UNWTO Press Release - PR No.: PR 11042 - 13 May 11
The potential of tourism in contributing to lift people out of poverty is increasingly acknowledged and is supported by the growing relevance of the sector for poor countries. International tourist arrivals in the 48 LDCs grew from 6 million in 2000 to over 17 million in 2010. In the same period, international tourism receipts climbed from US$ 3 billion to over US$ 10 billion.
“Most LDCs are rich in resources. All have young and vibrant populations. These men and women need decent jobs, education, training, so they can make the most of their country’s assets - minerals and other commodities, farmland, rich stores of biodiversity and tourism potential”, said UN Secretary-General, Ban Ki-Moon, opening the Fourth UN Conference on Least Developed Countries (LDC-IV).

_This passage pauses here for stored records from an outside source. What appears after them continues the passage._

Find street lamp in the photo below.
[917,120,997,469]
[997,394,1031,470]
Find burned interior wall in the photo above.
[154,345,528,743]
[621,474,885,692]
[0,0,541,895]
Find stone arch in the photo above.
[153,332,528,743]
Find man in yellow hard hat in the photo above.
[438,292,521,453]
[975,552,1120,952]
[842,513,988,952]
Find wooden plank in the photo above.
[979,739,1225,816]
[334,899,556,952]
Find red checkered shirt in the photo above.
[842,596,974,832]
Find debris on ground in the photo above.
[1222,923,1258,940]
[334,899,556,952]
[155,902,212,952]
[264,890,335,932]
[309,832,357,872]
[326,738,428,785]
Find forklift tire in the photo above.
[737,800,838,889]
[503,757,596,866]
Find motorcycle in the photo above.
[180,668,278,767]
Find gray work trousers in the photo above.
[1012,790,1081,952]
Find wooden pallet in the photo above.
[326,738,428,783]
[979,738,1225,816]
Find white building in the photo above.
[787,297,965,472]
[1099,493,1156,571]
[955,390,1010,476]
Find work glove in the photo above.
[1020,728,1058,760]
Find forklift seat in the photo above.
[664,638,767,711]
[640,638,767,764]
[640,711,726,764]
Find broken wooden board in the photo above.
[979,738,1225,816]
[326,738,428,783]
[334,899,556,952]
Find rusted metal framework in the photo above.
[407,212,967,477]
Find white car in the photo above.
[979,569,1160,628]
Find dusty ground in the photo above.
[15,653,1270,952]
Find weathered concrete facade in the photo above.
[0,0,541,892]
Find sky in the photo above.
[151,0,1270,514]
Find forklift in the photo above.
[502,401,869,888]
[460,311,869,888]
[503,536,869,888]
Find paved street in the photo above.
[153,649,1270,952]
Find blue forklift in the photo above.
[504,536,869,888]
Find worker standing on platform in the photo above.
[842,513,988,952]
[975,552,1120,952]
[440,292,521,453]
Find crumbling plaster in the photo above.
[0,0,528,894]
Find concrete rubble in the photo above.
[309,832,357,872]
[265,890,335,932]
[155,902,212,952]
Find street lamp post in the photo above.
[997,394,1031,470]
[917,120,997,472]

“UNWTO is extremely pleased to have tourism playing an active role for the first time in such an important event as LDC-IV”, said UNWTO Secretary-General, Taleb Rifai. “In spite of tourism’s proven contribution to foreign exchange generation, job creation and socio-economic development, low priority has so far been assigned to the sector in the development agenda. This is particularly surprising given that tourism has been clearly identified by developing countries themselves as a priority for their economic advancement”, he added.
In his remarks, the Secretary-General of the UN Conference on Trade and Development (UNCTAD), Supachai Panitchpakdi, emphasized the critical importance of quality in the development of a competitive tourism sector in LDCs, including the quality of investment, infrastructure and human resources. “The LDCs should aim at the quality segment in the global value chain and, as the Maldives successfully demonstrated, focus on excellence in the tourism product”, said Mr. Panitchpakdi.
Tourism for development
The Special Event on Tourism for Sustainable Development and Poverty Reduction brought together representatives from LDCs, including 15 Ministers of Tourism, various UN agencies and donor countries to debate the contribution of tourism to sustainable development. The gathering, which is the first public appearance of the UN Steering Committee on Tourism for Development, reflects the increasing relevance of tourism in the development agenda and represents a clear commitment of the UN system in making tourism work for development.
The Committee outlined the support and technical cooperation that can be provided to LDCs by the UN agencies and programmes on an individual and joint basis. The Services are built around four pillars: building good governance and sustainability in tourism development; promoting investment in the tourism economy; fostering the poverty reduction impact of tourism; and encouraging human resources development, and will contribute to the preservation and safeguarding of natural and cultural assets that form the basis of tourism in LDCs.
The event was hosted by the UNWTO Secretary-General on behalf of the Committee, together with the Minister of Culture and Tourism of Turkey, Ertugrul Günay. The debate session was moderated by BBC World News anchor, David Eades.
Note to editors:
The UN Steering Committee on Tourism for Development (SCTD) builds on the UN commitment to ‘Delivering as One’ and will ensure the delivery of more effective and coordinated technical assistance in order to make tourism work for development.
Members of the SCTD: International Labour Organization (ILO), International Trade Centre (ITC), UN Conference on Trade and Development (UNCTAD), UN Development Programme (UNDP), UN Educational, Scientific and Cultural Organization (UNESCO), UN Environment Programme (UNEP), UN Industrial Development Organization (UNIDO), World Tourism Organization (UNWTO), World Trade Organization (WTO).